Am Fam Physician. 2010;81(4):539-540
Background: Several organizations recommend screening pregnant women for gestational diabetes mellitus. Treating substantially elevated fasting glucose levels reduces the risk of fetal macrosomia and perinatal complications, but it is unclear whether treating mild gestational diabetes (e.g., a normal fasting glucose level, but elevated levels within three hours of a glucose challenge) will also improve outcomes. Landon and colleagues studied whether treating mild gestational diabetes effectively reduces perinatal and obstetric complications.
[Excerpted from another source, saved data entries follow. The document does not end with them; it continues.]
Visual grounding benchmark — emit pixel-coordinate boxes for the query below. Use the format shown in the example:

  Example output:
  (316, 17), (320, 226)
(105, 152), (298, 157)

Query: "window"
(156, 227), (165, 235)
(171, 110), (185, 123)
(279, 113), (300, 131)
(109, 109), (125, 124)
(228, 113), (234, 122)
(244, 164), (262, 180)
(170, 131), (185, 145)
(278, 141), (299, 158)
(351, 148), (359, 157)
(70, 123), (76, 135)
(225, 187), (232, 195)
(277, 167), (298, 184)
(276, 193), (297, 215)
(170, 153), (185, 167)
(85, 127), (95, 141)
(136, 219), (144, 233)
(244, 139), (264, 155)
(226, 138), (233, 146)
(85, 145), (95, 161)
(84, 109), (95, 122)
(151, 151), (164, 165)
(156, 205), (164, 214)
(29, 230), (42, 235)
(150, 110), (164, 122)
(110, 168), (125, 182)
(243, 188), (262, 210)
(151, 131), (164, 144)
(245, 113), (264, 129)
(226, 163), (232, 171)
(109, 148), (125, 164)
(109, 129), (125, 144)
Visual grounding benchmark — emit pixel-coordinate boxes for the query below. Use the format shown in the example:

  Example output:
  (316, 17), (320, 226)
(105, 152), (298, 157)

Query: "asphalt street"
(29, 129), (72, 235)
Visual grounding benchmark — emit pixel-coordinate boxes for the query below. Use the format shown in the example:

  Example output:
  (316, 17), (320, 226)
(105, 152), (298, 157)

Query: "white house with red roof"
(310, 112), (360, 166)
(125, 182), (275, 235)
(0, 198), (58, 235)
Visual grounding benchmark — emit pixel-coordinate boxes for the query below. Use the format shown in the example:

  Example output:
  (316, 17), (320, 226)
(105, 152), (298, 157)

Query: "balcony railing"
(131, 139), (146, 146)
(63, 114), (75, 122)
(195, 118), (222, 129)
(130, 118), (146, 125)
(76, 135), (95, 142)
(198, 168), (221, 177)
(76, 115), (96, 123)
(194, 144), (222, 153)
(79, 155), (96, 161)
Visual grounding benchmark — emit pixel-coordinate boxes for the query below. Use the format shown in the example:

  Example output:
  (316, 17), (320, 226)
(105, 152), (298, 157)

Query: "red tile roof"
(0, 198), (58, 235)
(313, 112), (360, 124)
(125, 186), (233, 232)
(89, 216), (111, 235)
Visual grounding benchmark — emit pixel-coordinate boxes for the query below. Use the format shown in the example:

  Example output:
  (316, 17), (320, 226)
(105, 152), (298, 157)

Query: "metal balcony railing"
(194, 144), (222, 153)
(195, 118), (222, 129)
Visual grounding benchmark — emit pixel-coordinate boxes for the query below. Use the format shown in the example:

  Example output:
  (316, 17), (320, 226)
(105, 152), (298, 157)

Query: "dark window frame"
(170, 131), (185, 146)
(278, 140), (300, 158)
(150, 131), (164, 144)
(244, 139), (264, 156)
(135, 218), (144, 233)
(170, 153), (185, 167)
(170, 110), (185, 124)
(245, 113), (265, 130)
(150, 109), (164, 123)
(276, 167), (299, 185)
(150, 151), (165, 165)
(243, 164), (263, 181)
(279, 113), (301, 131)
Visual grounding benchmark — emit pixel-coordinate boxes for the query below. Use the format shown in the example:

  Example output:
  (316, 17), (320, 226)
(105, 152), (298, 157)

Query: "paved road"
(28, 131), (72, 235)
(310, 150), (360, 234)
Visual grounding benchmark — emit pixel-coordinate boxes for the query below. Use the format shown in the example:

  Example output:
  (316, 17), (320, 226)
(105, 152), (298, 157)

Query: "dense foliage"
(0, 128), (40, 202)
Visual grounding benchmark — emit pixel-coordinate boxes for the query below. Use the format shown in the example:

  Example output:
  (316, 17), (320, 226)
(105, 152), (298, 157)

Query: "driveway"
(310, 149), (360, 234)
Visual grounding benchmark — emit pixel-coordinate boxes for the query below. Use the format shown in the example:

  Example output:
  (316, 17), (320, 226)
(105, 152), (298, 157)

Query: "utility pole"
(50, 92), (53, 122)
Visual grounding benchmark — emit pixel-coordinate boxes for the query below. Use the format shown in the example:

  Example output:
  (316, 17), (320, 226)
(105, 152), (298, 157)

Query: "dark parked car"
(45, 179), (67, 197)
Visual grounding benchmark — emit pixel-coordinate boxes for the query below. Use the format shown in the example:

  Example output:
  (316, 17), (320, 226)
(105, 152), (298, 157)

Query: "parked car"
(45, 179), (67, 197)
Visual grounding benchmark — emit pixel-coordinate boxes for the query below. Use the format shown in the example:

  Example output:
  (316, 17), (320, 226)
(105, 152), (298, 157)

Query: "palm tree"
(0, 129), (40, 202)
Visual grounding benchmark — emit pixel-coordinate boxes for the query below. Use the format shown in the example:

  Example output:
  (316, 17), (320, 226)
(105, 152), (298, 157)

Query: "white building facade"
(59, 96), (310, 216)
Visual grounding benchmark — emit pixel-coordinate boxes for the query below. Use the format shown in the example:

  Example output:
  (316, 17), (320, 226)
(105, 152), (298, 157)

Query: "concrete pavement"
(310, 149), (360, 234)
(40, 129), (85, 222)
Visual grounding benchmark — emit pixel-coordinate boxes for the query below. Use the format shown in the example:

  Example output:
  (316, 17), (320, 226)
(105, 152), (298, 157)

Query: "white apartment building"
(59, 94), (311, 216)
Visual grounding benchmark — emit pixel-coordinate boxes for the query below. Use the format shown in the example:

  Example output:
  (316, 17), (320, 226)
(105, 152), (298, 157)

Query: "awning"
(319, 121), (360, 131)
The Study: The authors conducted a prospective randomized trial among women between 24 and 31 weeks of gestation who had been given a three-hour, 100-g oral glucose tolerance test. Women were eligible if they had a fasting glucose level of less than 95 mg per dL (5.3 mmol per L) and at least two subsequently elevated glucose measurements (i.e., greater than 180 mg per dL [10 mmol per L] at one hour, 155 mg per dL [8.6 mmol per L] at two hours, and 140 mg per dL [7.8 mmol per L] at three hours). The control group received standard prenatal care, whereas the treatment group received formal nutritional counseling and diet therapy, with the option to use insulin if required.
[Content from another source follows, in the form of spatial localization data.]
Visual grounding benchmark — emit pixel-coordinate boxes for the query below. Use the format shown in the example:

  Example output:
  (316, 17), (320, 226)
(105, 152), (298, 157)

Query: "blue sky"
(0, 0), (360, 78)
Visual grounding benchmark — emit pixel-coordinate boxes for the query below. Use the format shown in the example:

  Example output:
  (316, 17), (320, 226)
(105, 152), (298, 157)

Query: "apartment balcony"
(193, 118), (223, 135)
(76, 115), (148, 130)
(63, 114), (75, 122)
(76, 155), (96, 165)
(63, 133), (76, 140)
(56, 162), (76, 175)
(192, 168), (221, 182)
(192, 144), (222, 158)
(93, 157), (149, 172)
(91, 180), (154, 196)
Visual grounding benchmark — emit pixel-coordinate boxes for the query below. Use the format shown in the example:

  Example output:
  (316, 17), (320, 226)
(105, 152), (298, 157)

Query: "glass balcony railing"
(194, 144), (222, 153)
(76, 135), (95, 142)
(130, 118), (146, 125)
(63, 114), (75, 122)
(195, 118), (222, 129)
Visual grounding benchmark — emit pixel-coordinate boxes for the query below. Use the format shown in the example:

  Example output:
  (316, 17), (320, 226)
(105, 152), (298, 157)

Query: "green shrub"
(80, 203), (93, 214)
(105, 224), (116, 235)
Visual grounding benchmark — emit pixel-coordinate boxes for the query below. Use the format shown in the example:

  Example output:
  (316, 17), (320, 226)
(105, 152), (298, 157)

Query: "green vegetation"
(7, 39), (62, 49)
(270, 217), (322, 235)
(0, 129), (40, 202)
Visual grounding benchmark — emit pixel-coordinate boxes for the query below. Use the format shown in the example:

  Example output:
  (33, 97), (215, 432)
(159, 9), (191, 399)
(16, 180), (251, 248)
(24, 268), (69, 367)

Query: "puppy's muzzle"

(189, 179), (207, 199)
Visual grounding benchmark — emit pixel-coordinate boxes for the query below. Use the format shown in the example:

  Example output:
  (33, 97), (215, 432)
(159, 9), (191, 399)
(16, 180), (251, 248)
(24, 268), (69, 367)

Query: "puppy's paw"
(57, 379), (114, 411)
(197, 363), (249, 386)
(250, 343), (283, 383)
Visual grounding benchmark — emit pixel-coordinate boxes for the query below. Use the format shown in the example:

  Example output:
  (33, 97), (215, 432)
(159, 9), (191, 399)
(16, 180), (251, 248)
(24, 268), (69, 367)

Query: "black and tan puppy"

Women were excluded if they had preexisting diabetes, an abnormal glucose screening result before 24 weeks of gestation, asthma, hypertension, a history of corticosteroid use, or a history of previous fetal anomalies. Multiple maternal and fetal complication rates were compared between the two groups. The primary outcome was a composite of perinatal mortality and other complications, including neonatal birth trauma, hyperbilirubinemia, and hypoglycemia.
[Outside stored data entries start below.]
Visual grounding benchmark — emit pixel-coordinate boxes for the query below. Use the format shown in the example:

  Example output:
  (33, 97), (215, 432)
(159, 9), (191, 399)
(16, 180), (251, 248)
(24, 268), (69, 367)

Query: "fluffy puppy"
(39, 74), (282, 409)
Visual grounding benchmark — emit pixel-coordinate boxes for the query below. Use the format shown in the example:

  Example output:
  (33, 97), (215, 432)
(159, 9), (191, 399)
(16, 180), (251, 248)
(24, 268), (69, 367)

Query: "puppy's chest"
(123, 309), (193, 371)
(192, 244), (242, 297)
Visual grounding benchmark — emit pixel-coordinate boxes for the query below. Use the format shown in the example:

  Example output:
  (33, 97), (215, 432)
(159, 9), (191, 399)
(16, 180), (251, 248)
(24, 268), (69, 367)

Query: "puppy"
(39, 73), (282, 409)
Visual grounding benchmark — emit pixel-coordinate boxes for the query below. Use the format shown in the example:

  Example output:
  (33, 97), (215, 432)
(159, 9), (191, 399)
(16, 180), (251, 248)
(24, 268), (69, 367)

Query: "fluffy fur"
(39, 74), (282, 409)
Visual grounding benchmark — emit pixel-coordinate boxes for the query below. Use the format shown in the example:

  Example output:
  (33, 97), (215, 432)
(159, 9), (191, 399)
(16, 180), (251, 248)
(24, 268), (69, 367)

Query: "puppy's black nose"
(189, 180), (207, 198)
Results: A total of 958 women with similar baseline traits were enrolled and randomized. No significant differences were noted between groups about the primary outcome. However, the incidence of several fetal and maternal complications was reduced in the treatment group (see accompanying table), including the risks of shoulder dystocia and a birth weight of more than 4 kg (8.8 lb). No marked differences were noted in the risks of preterm delivery, being small for gestational age, hypoglycemia, respiratory distress syndrome, or neonatal intensive care unit admission.
|Outcome||Incidence||Relative risk* (97% confidence interval)|
|Treatment group||Control group|
|Birth weight > 4 kg (8.8 lb)||28/477 (5.9%)||65/454 (14.3%)||0.41 (0.26 to 0.66)|
|Large for gestational age†||34/477 (7.1%)||66/454 (14.5%)||0.49 (0.32 to 0.76)|
|Shoulder dystocia||7/476 (1.5%)||18/455 (4.0%)||0.37 (0.14 to 0.97)|
|Preeclampsia or gestational hypertension||41/476 (8.6%)||62/455 (13.6%)||0.63 (0.42 to 0.96)|
|Cesarean delivery||128/476 (26.9%)||154/455 (33.8%)||0.79 (0.64 to 0.99)|
Conclusion: The authors conclude that treating mild gestational diabetes reduces a number of maternal and neonatal complications; however, stillbirth and perinatal mortality rates are not affected.